Al amanecer, Marcos despertó. Ana dormía a su lado en el sofá, y un nudo le apretó el estómago.

—Verónica se enterará. Ana no callará esto —pensó, seguro de que ella no lo perdonaría.

Vestido a toda prisa, salió corriendo. Ana lo vio huir y sonrió.

—Corre, corre. Pero no te librarás de mí.

Marcos evitaba a Ana, pero ella lo buscaba: llamadas, encuentros “fortuitos”. Hasta que un día fue a su casa. Su madre abrió.

—¿Ana? ¿Qué haces aquí? Marcos está en clase.

—Vengo porque estoy embarazada de él. Me evita —respondió, con lágrimas en los ojos.

Ana sabía que la madre de Marcos era profesora, soltera, y que su hijo lo era todo para ella.

—No puede ser —murmuró la mujer, pálida.

—Pues sí. Y mira, ahí llega.

La conversación fue dura. Marcos confesó la verdad, pero su madre insistió:

—Tienes que casarte con Ana. Asume tus actos.

No pudo negarse. Se casó. Su madre lloró, y él no soportaba verla así.

Verónica se enteró por una amiga.

—Marcos se casó con Ana.

No lo creyó, hasta que la madre de Marcos lo confirmó.

—Entonces Marcos ya no existe para mí —lloró en la residencia, mientras sus compañeras la consolaban.

Superar el dolor le costó. Hasta que en cuarto curso, Antonio la conquistó con detalles y paciencia. Al quinto año, él le propuso matrimonio. Aceptó.

Antonio venía de dinero; su padre era director de una siderúrgica y le había asegurado un puesto en el hospital, con promesas de una clínica privada.

La boda fue lujosa, pero desde el primer día, Verónica supo que era un error. Trabajaban juntos, y antes de un año, descubrió sus infidelidades. Lo pilló con una enfermera, la puerta entreabierta.

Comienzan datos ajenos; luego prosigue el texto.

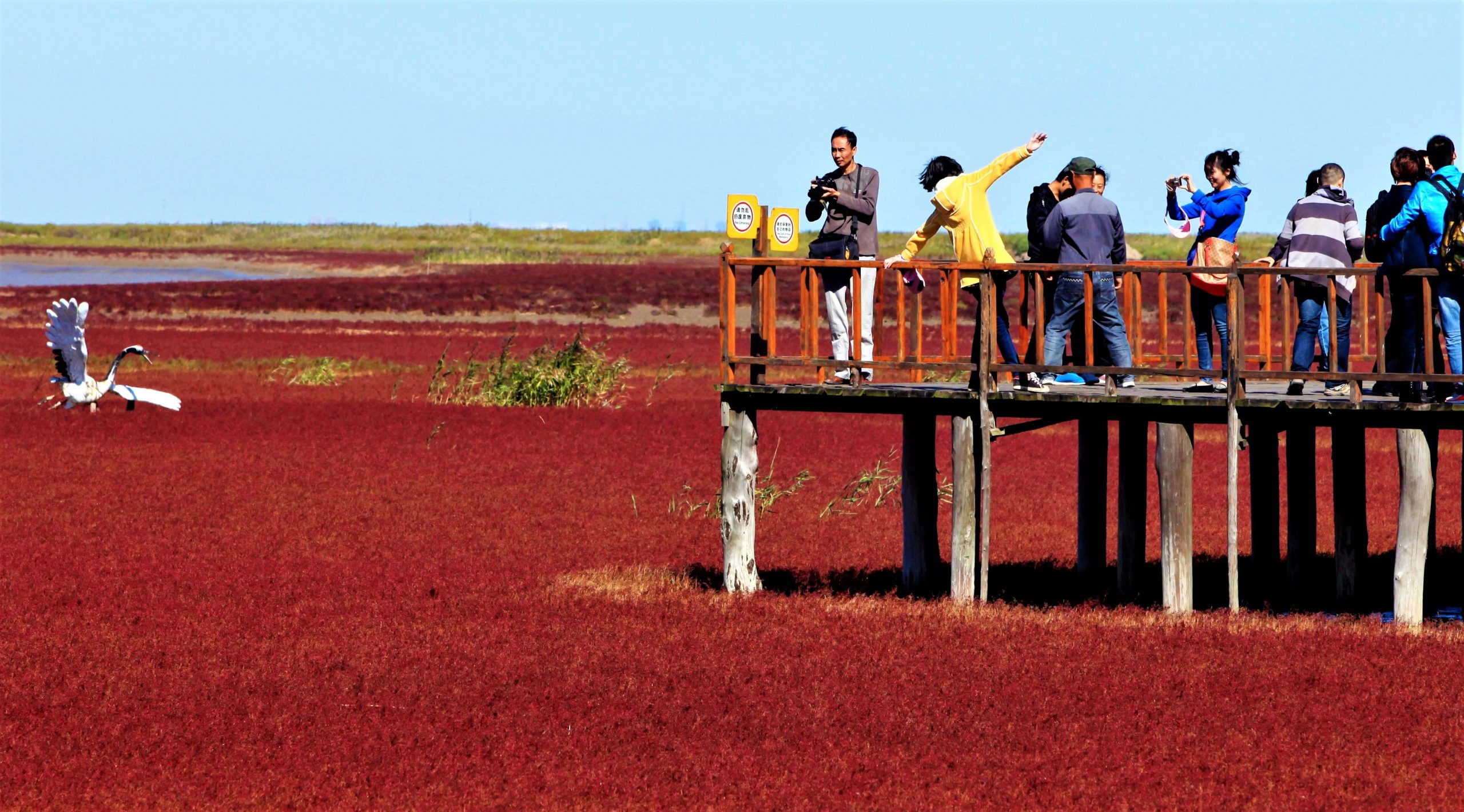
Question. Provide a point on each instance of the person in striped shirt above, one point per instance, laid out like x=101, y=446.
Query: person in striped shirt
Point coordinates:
x=1321, y=232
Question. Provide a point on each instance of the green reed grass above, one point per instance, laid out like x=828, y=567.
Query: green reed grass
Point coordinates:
x=573, y=375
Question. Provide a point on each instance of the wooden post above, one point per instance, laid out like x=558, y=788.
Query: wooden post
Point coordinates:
x=1093, y=496
x=1349, y=510
x=1266, y=510
x=1175, y=463
x=962, y=510
x=1133, y=502
x=1415, y=505
x=1235, y=391
x=738, y=499
x=987, y=302
x=920, y=501
x=762, y=325
x=1300, y=508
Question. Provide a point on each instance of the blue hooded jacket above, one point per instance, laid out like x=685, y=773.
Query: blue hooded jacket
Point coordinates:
x=1223, y=214
x=1428, y=202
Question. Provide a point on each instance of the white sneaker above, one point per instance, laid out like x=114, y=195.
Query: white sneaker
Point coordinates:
x=1029, y=383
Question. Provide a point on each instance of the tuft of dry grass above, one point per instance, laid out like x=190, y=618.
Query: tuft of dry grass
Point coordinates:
x=628, y=583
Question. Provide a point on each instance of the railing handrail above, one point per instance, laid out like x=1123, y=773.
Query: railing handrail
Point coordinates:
x=1145, y=265
x=913, y=357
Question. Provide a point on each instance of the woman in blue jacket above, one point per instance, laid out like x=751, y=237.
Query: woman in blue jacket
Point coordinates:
x=1220, y=214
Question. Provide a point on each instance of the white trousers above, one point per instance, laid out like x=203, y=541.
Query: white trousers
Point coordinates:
x=837, y=299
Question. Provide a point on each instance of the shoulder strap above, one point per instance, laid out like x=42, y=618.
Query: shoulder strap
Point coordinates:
x=1446, y=188
x=858, y=179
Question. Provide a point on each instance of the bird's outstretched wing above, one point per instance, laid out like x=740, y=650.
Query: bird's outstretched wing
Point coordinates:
x=148, y=397
x=66, y=337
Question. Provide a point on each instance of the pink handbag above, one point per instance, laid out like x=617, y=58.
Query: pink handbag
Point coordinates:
x=1214, y=253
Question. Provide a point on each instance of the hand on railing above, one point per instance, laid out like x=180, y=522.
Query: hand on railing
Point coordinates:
x=911, y=277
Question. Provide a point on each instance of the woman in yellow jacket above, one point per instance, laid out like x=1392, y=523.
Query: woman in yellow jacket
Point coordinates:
x=961, y=208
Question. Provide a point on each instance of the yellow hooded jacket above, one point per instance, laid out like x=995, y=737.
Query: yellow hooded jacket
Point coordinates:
x=962, y=208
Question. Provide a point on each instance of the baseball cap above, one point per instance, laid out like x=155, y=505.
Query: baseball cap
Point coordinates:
x=1083, y=166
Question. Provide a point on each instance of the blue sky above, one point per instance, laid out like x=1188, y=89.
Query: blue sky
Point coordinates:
x=614, y=116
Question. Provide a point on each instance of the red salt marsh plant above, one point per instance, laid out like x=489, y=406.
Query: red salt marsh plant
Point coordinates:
x=288, y=596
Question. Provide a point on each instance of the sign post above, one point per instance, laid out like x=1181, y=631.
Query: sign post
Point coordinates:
x=770, y=230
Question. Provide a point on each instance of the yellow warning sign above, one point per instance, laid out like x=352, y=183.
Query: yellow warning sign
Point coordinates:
x=785, y=230
x=743, y=217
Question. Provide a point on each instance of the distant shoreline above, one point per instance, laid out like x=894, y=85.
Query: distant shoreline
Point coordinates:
x=348, y=248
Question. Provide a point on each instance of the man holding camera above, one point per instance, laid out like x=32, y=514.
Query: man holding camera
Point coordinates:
x=845, y=198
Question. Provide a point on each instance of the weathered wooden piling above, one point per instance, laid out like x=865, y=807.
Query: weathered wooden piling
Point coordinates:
x=1300, y=508
x=738, y=499
x=920, y=502
x=1266, y=511
x=964, y=508
x=1175, y=463
x=1349, y=511
x=1093, y=496
x=1415, y=505
x=1133, y=498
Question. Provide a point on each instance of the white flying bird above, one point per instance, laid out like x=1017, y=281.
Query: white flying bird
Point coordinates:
x=66, y=337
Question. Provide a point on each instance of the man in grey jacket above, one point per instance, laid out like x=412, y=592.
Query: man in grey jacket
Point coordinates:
x=1087, y=230
x=845, y=198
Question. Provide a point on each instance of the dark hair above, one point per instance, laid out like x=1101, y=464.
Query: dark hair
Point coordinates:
x=1407, y=166
x=939, y=169
x=1227, y=160
x=1441, y=151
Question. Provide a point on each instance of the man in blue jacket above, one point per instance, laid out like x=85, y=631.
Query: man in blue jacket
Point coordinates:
x=1429, y=201
x=1087, y=230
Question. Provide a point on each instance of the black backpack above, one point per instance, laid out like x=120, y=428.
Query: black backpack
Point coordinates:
x=1451, y=244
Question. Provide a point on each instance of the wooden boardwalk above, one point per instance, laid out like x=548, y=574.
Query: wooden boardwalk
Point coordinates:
x=1255, y=410
x=1148, y=400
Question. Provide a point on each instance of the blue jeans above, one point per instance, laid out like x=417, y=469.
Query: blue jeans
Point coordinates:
x=1451, y=292
x=1068, y=309
x=1311, y=305
x=1005, y=344
x=1207, y=309
x=1405, y=340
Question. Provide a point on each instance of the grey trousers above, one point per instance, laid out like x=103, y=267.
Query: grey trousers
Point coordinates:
x=837, y=299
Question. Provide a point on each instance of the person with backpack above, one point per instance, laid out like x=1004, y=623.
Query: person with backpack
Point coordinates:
x=850, y=232
x=962, y=208
x=1439, y=204
x=1321, y=233
x=1403, y=344
x=1220, y=213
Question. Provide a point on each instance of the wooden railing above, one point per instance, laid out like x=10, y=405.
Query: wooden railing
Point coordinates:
x=917, y=352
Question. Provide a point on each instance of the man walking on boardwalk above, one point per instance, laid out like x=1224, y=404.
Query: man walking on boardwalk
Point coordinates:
x=1087, y=230
x=848, y=195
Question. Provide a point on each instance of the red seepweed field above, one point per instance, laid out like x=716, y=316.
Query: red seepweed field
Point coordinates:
x=349, y=596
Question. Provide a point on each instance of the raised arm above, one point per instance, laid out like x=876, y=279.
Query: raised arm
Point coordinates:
x=1175, y=208
x=1405, y=218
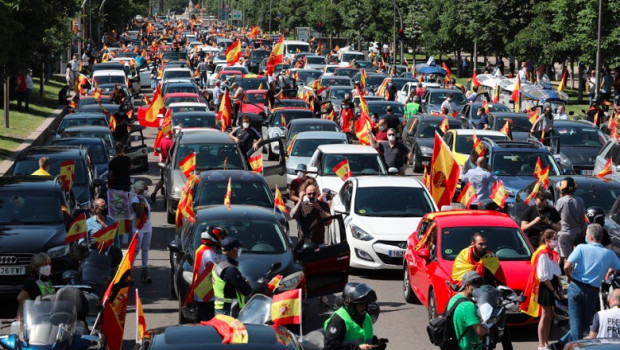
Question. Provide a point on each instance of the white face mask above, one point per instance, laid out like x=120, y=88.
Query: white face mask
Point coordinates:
x=45, y=270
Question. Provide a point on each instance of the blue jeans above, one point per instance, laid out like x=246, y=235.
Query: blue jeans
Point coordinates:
x=581, y=308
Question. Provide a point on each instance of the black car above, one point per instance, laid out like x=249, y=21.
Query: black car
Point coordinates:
x=86, y=185
x=419, y=135
x=267, y=252
x=32, y=221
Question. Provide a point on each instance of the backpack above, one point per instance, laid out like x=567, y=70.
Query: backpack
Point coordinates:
x=441, y=331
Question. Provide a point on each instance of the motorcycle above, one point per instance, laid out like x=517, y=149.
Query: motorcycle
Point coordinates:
x=493, y=304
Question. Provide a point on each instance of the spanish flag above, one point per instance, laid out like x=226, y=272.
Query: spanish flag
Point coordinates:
x=115, y=300
x=256, y=163
x=67, y=174
x=607, y=170
x=444, y=173
x=468, y=195
x=140, y=320
x=188, y=164
x=499, y=194
x=77, y=230
x=343, y=170
x=530, y=306
x=286, y=308
x=228, y=194
x=465, y=262
x=279, y=201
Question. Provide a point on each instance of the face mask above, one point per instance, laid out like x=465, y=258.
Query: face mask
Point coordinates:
x=45, y=270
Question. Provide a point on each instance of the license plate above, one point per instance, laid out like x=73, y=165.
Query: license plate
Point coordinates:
x=12, y=270
x=396, y=253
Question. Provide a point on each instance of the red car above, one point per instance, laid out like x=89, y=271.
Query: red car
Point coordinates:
x=428, y=267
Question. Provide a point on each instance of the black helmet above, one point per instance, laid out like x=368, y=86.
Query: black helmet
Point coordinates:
x=214, y=234
x=567, y=185
x=358, y=293
x=595, y=215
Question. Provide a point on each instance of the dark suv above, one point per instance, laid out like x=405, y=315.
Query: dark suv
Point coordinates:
x=32, y=220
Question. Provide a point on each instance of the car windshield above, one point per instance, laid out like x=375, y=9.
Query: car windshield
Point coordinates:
x=437, y=97
x=306, y=147
x=29, y=166
x=521, y=163
x=360, y=164
x=506, y=242
x=27, y=207
x=212, y=155
x=243, y=192
x=465, y=143
x=402, y=202
x=258, y=237
x=70, y=122
x=579, y=136
x=288, y=116
x=194, y=121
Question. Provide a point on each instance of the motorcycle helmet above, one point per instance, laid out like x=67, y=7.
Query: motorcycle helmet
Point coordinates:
x=595, y=215
x=214, y=234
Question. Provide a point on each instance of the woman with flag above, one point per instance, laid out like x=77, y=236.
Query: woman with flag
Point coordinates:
x=542, y=286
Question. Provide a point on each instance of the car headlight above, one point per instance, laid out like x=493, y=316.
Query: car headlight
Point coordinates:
x=291, y=281
x=360, y=234
x=58, y=252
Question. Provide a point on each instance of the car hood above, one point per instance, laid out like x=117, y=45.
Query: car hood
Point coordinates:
x=580, y=155
x=392, y=227
x=31, y=238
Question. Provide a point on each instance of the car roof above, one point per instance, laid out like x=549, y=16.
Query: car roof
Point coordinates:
x=339, y=148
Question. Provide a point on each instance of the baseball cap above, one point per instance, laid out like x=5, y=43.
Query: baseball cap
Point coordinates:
x=230, y=243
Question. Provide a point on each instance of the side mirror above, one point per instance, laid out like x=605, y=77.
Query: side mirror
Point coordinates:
x=424, y=253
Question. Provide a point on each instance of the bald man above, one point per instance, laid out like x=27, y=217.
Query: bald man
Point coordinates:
x=606, y=323
x=481, y=178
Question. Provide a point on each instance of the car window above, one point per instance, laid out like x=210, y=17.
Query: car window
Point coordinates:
x=258, y=237
x=30, y=208
x=402, y=202
x=506, y=242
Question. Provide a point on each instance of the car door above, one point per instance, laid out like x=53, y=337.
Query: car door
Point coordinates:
x=138, y=150
x=327, y=270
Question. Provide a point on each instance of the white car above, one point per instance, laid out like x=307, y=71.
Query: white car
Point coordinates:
x=380, y=213
x=363, y=160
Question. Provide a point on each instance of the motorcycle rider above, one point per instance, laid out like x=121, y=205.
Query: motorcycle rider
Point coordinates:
x=350, y=327
x=228, y=283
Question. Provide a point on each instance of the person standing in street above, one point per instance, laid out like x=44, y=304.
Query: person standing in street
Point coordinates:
x=586, y=267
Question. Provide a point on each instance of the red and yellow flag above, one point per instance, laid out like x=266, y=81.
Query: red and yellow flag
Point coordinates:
x=286, y=308
x=188, y=164
x=608, y=169
x=115, y=300
x=444, y=173
x=342, y=170
x=279, y=201
x=468, y=195
x=77, y=230
x=499, y=193
x=256, y=163
x=233, y=53
x=67, y=174
x=228, y=194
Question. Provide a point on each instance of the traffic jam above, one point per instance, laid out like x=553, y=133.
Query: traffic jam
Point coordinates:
x=284, y=167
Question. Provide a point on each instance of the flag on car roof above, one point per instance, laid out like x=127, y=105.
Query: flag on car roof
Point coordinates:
x=77, y=230
x=115, y=300
x=342, y=170
x=286, y=308
x=468, y=195
x=444, y=173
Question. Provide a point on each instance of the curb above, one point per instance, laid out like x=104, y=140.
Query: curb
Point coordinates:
x=36, y=138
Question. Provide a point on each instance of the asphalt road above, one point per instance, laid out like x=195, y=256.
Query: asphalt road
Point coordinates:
x=403, y=324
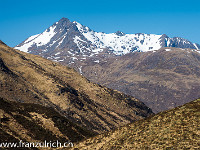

—Me divorcio. No quiero esta basura.

—Pues renuncia al hospital. No cabemos los dos ahí. Vuelve a tu pueblo —le escupió él.

—No es un pueblo, es una ciudad más pequeña —respondió ella, sorprendida de su propia calma—. Y sí, me iré.

Tras el divorcio, regresó a casa. Sus padres vivían en una casa adosada; su padre siempre quiso una familia numerosa, pero solo tuvieron a Verónica.

—Nada de dramas —anunció al llegar—. Me divorcio y me quedo aquí. No éramos compatibles.

—Qué rápido —refunfuñó su madre, pero una mirada de su padre la calló.

—Mejor, hija —dijo él—. Así estamos todos juntos.

Verónica empezó a trabajar como médica en el ambulatorio local. La vida era tranquila… hasta que se cruzó con Marcos.

No supo si fue casualidad o él la esperó, pero al salir del supermercado, lo vio frente a ella. Casi se desmaya. Sabía que se había divorciado de Ana; el niño no era suyo, y él se había ido del pueblo.